Friday, April 10, 2009
When I act, I like to refer to the character I'm playing as a separate person, and call the character by name, rather than saying "I" when referring to the character. I know it sounds silly, but bear with me.
I love the movie The Apartment -- a darkly sweet, slightly maudlin romantic comedy released in 1960. I jumped at the chance to work with a film student to recreate a scene from this movie. I'm playing the part of Fran Kubelik, an elevator operator at a giant insurance company who fell in love with the wrong guy -- a married executive who swears he'll leave his wife for Fran. In this scene we're recreating, Fran just got an emotional sucker-punch from the executive's secretary who informed Fran that she's one in a long line of mistresses, and that the executive will not leave his wife as promised. Fran has to hide her breaking heart from a nice guy/pushover in the office named Bud who tries to ask Fran out. His timing couldn't be worse.

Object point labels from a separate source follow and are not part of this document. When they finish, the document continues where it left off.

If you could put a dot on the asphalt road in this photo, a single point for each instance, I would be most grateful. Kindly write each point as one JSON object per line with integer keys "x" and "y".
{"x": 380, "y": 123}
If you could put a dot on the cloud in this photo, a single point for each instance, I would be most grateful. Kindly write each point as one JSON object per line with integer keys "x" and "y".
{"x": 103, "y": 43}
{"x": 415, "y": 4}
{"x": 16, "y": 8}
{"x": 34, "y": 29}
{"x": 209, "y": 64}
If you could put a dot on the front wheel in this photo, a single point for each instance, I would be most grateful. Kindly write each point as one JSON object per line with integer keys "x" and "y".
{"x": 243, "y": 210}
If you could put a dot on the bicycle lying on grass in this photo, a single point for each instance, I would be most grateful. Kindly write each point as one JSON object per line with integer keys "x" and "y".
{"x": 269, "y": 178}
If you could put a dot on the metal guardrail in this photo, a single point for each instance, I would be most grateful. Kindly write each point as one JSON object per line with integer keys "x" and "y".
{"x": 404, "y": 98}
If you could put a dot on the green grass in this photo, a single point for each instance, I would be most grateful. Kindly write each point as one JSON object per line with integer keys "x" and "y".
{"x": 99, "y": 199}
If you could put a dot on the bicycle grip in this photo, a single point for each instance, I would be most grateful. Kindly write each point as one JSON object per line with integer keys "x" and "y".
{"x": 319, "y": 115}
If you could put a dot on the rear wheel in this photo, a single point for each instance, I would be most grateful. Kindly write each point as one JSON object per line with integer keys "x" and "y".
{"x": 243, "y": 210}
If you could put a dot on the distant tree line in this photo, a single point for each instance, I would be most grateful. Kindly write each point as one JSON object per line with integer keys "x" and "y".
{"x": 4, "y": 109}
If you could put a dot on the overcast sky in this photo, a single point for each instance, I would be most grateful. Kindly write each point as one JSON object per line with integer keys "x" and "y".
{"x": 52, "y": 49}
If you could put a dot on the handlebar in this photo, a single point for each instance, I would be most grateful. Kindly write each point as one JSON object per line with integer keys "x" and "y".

So I have to act like Fran, who is trying so hard to keep her cool, fighting back tears and revulsion, trying to be polite to Bud, but also wanting desperately to get away from him so she can go tend to her wounded heart and shattered self-esteem. Acting out this four-minute scene is emotionally exhausting, especially when done repeatedly over a two-hour rehearsal. Imagine your slightly out of shape psyche running a 10K.
Fran is not me. I am not Fran. But sweet, fragile, wants to be tough, wants to be independent, wants to make smart choices, but fails miserably, Fran tires me out.
As rewarding as this experience is, I'll be glad when it's over.